$C^r$ map between a manifold and $\mathbb{R}$

Question

Let $M$ be a $C^r$ sub-manifold of $\mathbb{R}^n$ and let $f:M \to \mathbb{R}$ be a $C^r$ function.

Prove there exists an open neighborhood $U$ of $M$ in $\mathbb{R}^n$ and a $C^r$ function $g:U \to \mathbb{R}$ such that $g|M = f$.

Does any one know how to prove this?

Also, why is it that we can take $U = \mathbb{R}^n$ when $M$ is a closed subset of $\mathbb{R}^n$? Why can't we take $U = \mathbb{R}^n$ in general?

I'm new to the study of manifolds. Hoping to bone up before attempting a real analysis course.

Here is my attempt at a reasonably understandable solution/proof. I'd be surprised if it was correct but can someone at least tell me if I have the intuition right?

For a $C^r$ manifold $M \subset \mathbb{R}^n$, $f: M \to \mathbb{R}$ is $C^r$ (smooth) if it is smooth at all $x \in M$.

$\Rightarrow$ The derivatives $D^rf(x)$ exist for all $r \in \mathbb{N}$ (this is the definition of a $C^r$ function).

$\Rightarrow$ There is an open neighborhood, $U$, around each $x \in M$.
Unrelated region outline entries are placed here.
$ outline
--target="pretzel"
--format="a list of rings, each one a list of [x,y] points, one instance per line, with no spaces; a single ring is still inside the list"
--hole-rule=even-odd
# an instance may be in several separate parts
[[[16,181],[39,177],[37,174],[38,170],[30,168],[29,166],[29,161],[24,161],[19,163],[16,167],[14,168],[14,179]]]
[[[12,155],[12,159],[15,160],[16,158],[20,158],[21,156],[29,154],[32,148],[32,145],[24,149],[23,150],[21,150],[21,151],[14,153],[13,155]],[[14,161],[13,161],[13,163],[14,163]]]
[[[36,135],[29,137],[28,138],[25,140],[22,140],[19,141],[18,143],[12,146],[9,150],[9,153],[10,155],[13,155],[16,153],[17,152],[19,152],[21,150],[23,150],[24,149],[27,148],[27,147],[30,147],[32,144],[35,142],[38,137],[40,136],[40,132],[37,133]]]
$\Rightarrow$ And since $f$ is $C^r$, $f$ is smooth for some open $x \in U$

$\Rightarrow$ The existence of $D^rf(x)$ is determined by the restriction of $f$ to any open neighborhood of $x$.

$\Rightarrow$ Their exists a $C^r$ function, $g: U \to \mathbb{R}$, such that $g|U = f$

$\Rightarrow$ When $M$ is open, it suffices to take $M=U$.

Answer 1

For $r \geq 2$, let $\nu$ be a tubular neighborhood of $M$, with $g$ a $C^r$ bundle metric on $\nu$ so that the unit disk bundle with respect to the metric is in contained in $\nu$. Now just define $h: \nu \to \Bbb R$ as $h(x,v)=\phi(g(v,v))f(x)$ where $\phi:\Bbb R^{\geq 0} \to \Bbb R$ is a smooth cutoff function with $\phi(0)=1$ and $\phi(t)=0$ for $t\geq 1$. Extend $h$ to $\Bbb R^n$ by letting it be zero outside of $\nu$.

Answer 2

Although the tubular nbhd argument of course works, I believe this is more a partitions of unity matter. An important remark: a differentiable function $f:M\to\mathbb R$ with $M\subset\mathbb R^n$ has locally differentiable extensions: every point $x\in M$ has an open nbhd $U^x$ in $\mathbb R^n$ where a differentiable extension $F^x:U^x\to\mathbb R$ of $f$ is defined (the nbhd and the extension depend on $x$). This is in fact one of the equivalent definitions of differentiable function on $M\subset\mathbb R^n$. To connect to tubular nbhds, this local assertion translates into the fact that any function on a linear subspace $L$ of $\mathbb R^n$ extends to $\mathbb R^n$ by composition with a linear projection $\mathbb R^n\to L$ (which is the linear version of the $\nu$ in the tubular ndhd).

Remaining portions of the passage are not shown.